AI

GenAI sinks into the 'trough of disillusionment'

  • GenAI faces growing skepticism as it struggles to deliver on high expectations
  • Early excitement for ChatGPT and LLMs has shifted to concerns about costs, power consumption, and ethics
  • The AI industry is now focused on finding practical use cases and addressing challenges in reliability, contextualization, and governance

The conversation around generative artificial intelligence (GenAI) is growing weary.

GenAI is a “hammer looking for a problem,” Gartner VP Analyst Bern Elliot told Fierce Network this month. “People believe it really can solve a lot of things that it can't. I mean, the unfortunate thing is that OpenAI was amazing. But it was useless. It can't really do anything.”

Initially, everyone was excited about ChatGPT, Elliot noted. By spring 2023, the focus shifted to Large Language Models (LLMs). By summer, it became clear that substantial software support was necessary. By fall, the attention was on prompting, retrieval-augmented generation (RAG) and vectors. Come winter, we started talking about governance as improper uses of these technologies emerged. Most recently, the buzzword has shifted to "agentic" AI.

All this, in the midst of growing concerns over the cost, power consumption and ethics associated with GenAI.

The threat of disillusionment

Many people thought GenAI would "remake business" in early 2023, noted Brad Shimmin, Omdia Chief Analyst for AI Platforms, Analytics and Data Platforms. However, the early expectations for GenAI are a far cry from current realities.

Among the factors driving early GenAI adoption and hype: GenAI is more accessible compared to predictive AI, and allows for the same model to be used for multiple applications. GenAI also doesn’t require specialized expertise in natural language processing, Shimmin said. 

But now, GenAI seems to be entering the "trough of disillusionment" — a phase in the Gartner Hype Cycle where interest wanes as a technology fails to deliver. During this period, the technology is often criticized and faces a decline in expectations until it matures and proves its practical value.

AI can be hard to place on the Hype Cycle because so many enterprises are in different parts of their implementation journey, Elliot said. 

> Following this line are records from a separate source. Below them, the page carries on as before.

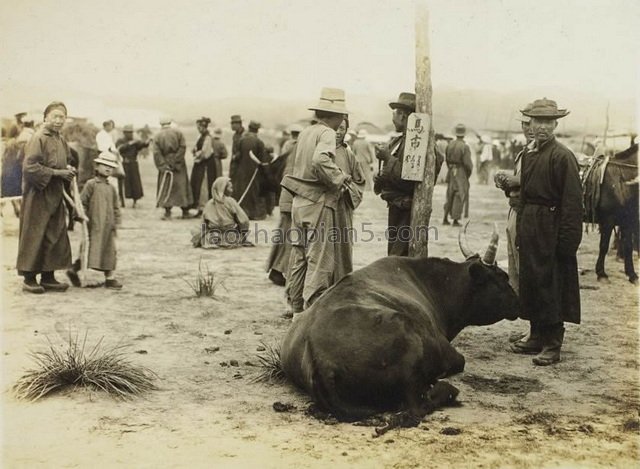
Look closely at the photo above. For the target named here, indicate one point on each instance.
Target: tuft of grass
(271, 363)
(102, 368)
(206, 282)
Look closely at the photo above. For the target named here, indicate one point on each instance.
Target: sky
(292, 48)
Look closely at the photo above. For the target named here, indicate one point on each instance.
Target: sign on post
(416, 143)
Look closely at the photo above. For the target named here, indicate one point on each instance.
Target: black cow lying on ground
(379, 340)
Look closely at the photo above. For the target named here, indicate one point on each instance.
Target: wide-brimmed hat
(331, 100)
(405, 101)
(545, 108)
(108, 159)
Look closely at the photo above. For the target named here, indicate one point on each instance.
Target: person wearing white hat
(549, 234)
(100, 203)
(316, 183)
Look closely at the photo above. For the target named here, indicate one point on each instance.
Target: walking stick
(167, 174)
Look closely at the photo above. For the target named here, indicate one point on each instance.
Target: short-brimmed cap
(107, 158)
(405, 101)
(545, 108)
(331, 100)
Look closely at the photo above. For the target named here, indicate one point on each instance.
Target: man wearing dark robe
(247, 177)
(43, 245)
(549, 233)
(397, 192)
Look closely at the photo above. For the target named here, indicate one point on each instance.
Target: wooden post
(423, 192)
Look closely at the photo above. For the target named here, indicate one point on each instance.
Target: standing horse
(611, 199)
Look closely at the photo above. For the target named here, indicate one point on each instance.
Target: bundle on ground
(102, 368)
(271, 364)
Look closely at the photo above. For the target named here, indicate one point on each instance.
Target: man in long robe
(173, 182)
(458, 158)
(43, 245)
(129, 148)
(316, 183)
(247, 177)
(397, 192)
(549, 233)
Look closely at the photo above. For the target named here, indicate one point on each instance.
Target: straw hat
(108, 159)
(405, 101)
(461, 130)
(545, 108)
(331, 100)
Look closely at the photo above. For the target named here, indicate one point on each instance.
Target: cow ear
(478, 273)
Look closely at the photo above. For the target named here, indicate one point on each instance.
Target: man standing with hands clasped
(549, 233)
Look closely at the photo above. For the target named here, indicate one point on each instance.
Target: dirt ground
(583, 412)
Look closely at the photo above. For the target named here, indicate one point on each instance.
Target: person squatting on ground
(129, 148)
(549, 233)
(316, 183)
(510, 184)
(43, 245)
(247, 174)
(397, 192)
(100, 202)
(224, 223)
(458, 158)
(173, 182)
(203, 163)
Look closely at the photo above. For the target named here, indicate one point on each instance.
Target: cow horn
(462, 242)
(489, 257)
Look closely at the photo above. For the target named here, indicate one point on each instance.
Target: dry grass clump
(206, 282)
(271, 364)
(102, 368)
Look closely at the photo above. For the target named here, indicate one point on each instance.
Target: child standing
(100, 202)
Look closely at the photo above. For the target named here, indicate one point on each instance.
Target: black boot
(531, 343)
(552, 338)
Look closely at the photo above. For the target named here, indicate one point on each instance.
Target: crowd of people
(317, 181)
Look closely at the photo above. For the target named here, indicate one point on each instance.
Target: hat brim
(396, 105)
(560, 114)
(111, 164)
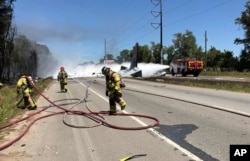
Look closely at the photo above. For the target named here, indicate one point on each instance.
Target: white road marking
(156, 133)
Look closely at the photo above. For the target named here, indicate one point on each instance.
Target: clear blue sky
(75, 30)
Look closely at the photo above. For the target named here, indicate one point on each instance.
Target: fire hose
(97, 117)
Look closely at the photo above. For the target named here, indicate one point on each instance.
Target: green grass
(8, 108)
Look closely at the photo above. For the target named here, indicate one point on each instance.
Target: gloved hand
(117, 93)
(122, 85)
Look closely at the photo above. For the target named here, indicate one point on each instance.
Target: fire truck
(186, 67)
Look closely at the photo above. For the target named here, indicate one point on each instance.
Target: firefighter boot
(112, 110)
(122, 103)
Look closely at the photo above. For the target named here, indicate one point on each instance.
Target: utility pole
(105, 52)
(205, 50)
(159, 24)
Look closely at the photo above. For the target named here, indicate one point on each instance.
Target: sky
(77, 31)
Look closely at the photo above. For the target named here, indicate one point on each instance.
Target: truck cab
(186, 67)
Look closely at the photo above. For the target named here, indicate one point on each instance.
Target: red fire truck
(186, 67)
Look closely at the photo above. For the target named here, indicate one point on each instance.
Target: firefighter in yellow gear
(62, 78)
(114, 87)
(24, 86)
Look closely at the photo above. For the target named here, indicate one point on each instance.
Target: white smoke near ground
(94, 70)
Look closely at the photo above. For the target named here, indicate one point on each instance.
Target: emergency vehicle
(186, 67)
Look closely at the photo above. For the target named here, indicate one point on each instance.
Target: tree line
(184, 46)
(19, 54)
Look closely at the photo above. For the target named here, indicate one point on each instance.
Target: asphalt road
(186, 132)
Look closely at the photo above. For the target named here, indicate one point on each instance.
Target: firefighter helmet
(105, 70)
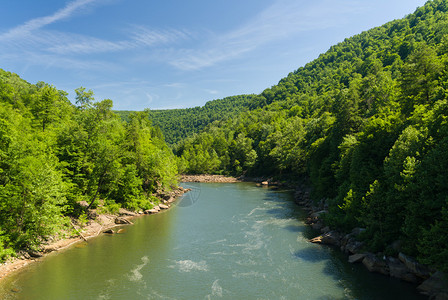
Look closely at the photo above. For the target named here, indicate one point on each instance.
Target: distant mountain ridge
(177, 124)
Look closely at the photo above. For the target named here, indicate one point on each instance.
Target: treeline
(178, 124)
(367, 123)
(54, 154)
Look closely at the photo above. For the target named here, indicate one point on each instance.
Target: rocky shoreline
(209, 178)
(430, 282)
(96, 225)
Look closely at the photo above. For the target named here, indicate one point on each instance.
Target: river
(221, 241)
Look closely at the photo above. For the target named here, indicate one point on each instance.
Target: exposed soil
(93, 228)
(208, 178)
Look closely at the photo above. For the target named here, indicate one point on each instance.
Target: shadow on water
(294, 228)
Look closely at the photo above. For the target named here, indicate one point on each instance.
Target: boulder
(318, 214)
(119, 220)
(415, 267)
(357, 231)
(83, 204)
(35, 254)
(398, 270)
(317, 226)
(375, 264)
(435, 286)
(356, 258)
(325, 229)
(329, 238)
(125, 212)
(353, 246)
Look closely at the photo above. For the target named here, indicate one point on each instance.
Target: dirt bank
(208, 178)
(98, 225)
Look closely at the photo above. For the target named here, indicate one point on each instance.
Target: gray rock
(398, 270)
(357, 231)
(375, 264)
(354, 246)
(163, 206)
(318, 214)
(436, 286)
(317, 226)
(356, 258)
(83, 204)
(120, 220)
(329, 238)
(325, 229)
(415, 267)
(35, 254)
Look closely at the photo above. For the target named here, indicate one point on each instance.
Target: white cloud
(38, 23)
(284, 19)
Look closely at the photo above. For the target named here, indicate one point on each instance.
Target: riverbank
(98, 224)
(428, 281)
(209, 178)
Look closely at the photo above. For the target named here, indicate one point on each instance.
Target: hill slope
(367, 122)
(177, 124)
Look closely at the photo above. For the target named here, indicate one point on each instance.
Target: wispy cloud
(38, 23)
(284, 19)
(32, 39)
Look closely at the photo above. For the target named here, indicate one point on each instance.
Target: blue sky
(176, 53)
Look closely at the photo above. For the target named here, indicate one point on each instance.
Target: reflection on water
(226, 241)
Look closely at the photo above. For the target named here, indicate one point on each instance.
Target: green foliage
(177, 124)
(53, 154)
(367, 122)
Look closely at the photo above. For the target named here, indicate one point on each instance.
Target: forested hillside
(177, 124)
(366, 122)
(54, 154)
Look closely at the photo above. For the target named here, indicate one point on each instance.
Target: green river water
(221, 241)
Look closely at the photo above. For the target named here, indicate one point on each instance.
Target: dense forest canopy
(366, 122)
(54, 154)
(177, 124)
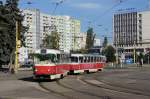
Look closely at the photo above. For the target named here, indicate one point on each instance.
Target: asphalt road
(124, 83)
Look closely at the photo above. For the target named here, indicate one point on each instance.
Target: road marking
(95, 82)
(78, 78)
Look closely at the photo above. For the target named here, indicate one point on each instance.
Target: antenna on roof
(148, 4)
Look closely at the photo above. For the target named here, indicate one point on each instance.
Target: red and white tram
(53, 64)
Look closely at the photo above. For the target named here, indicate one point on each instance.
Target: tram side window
(58, 58)
(74, 59)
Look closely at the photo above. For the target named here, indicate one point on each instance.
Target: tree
(90, 38)
(9, 13)
(51, 41)
(110, 54)
(105, 42)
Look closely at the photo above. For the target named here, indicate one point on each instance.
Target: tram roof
(86, 55)
(48, 51)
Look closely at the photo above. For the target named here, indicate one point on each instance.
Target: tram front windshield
(44, 58)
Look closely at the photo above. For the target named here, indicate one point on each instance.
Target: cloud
(87, 5)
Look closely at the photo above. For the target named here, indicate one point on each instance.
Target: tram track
(83, 92)
(106, 85)
(56, 92)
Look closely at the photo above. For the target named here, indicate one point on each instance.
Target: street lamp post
(17, 44)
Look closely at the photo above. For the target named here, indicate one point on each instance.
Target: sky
(95, 13)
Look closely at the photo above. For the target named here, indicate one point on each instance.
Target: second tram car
(53, 64)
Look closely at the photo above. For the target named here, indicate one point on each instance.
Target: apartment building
(41, 24)
(131, 31)
(32, 21)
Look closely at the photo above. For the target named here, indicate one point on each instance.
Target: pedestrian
(140, 60)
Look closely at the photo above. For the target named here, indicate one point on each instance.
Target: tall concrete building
(32, 20)
(131, 31)
(41, 24)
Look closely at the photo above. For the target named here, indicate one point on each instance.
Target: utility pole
(17, 45)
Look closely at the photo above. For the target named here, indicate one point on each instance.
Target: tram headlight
(35, 70)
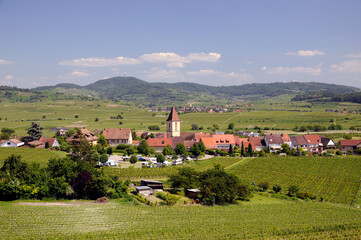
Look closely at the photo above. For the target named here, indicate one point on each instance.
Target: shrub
(264, 185)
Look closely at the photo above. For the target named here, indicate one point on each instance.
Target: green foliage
(35, 131)
(185, 178)
(276, 188)
(195, 150)
(167, 150)
(133, 159)
(143, 147)
(264, 185)
(102, 141)
(154, 127)
(220, 187)
(160, 158)
(180, 149)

“AI is a really, really big topic,” Elliot told Fierce Network. Parts of it are always in the hype, and parts of it are past the hype and onto the “plateau of productivity,” a phase in Gartner's Hype Cycle where a technology's benefits become widely understood and accepted, resulting in stable and sustained use.

Other technologies have fallen into the trough, like 5G, which did so rather unexpectedly, causing a “5G winter” period that has affected the entire telecom industry.

Already, there have been examples of high expectations for AI leading to disappointment (cough, McDonald’s and IBM, cough). In another instance, the makers of Devin AI — an AI tool purportedly designed to automate the process of building software applications — ultimately failed to meet its ambitious claims for what it was capable of.

“A lot of this idea that [GenAI is] just a disappointment is that it's just not mature enough to have been properly used,” Elliot said. With AI specifically, the cycle of hype and speculation repeats every few months, requiring continual reassessment of use cases and control measures.

Technologies that fall into the trough of disillusionment sometimes don't come out, Elliot added. That isn’t likely with GenAI, but to get it moving toward the plateau of productivity, "expectations must become realistic with what can be delivered."

Looking for a killer use case

The advent of GenAI has catalyzed AI adoption in general, yet it has also highlighted the limitations of current AI technologies.

GenAI has showed adaptability in various areas, Shimmin noted, including entity extraction, sentiment evaluation and graph creation. But mostly, GenAI is only seeing traction with the “low hanging fruit,” he said.

Customer experience management and productivity gains have been primary areas of investment. Customer service chat agents, for example, have become popular, although not without some difficulties.

There have also been practical deployments in sales, like Salesforce's Einstein, a copilot for sales enablement.

Yet, there are challenges in applying GenAI to more complex tasks like advanced process automation, Shimmin said. Additional challenges remain with reliability, as well as contextualization and grounding of AI.

RAG and semantic search techniques are being explored to speed these models, but “people don't really get how complicated it can be,” Shimmin said.

Other concerns for current GenAI models include cost and latency issues. Questions are emerging over whether high AI budgets will be justified by return on investment (ROI).

Then there are the increasing governance and ethics concerns, and not to mention the question of where we will get all the power needed to keep AI infrastructure up and running. According to Goldman Sachs, AI is poised to drive 160% increase in data center power demand.

On the plus side

If there’s a silver lining, it’s that these challenges and disappointments are fostering innovation in the field, Shimmin said.

For one, the industry is starting to understand the importance of unbiased, well-prepared data for effective AI implementation. And techniques like vectorizing data, while nascent, are aiming at the challenges of handling unstructured data for GenAI.

RAG, a method of sourcing relevant information from a large dataset, has high hopes for improving data utility.

Other examples of emerging models and techniques, like smaller open-source models, quantization and agentic workflows, are also promising, Shimmin said.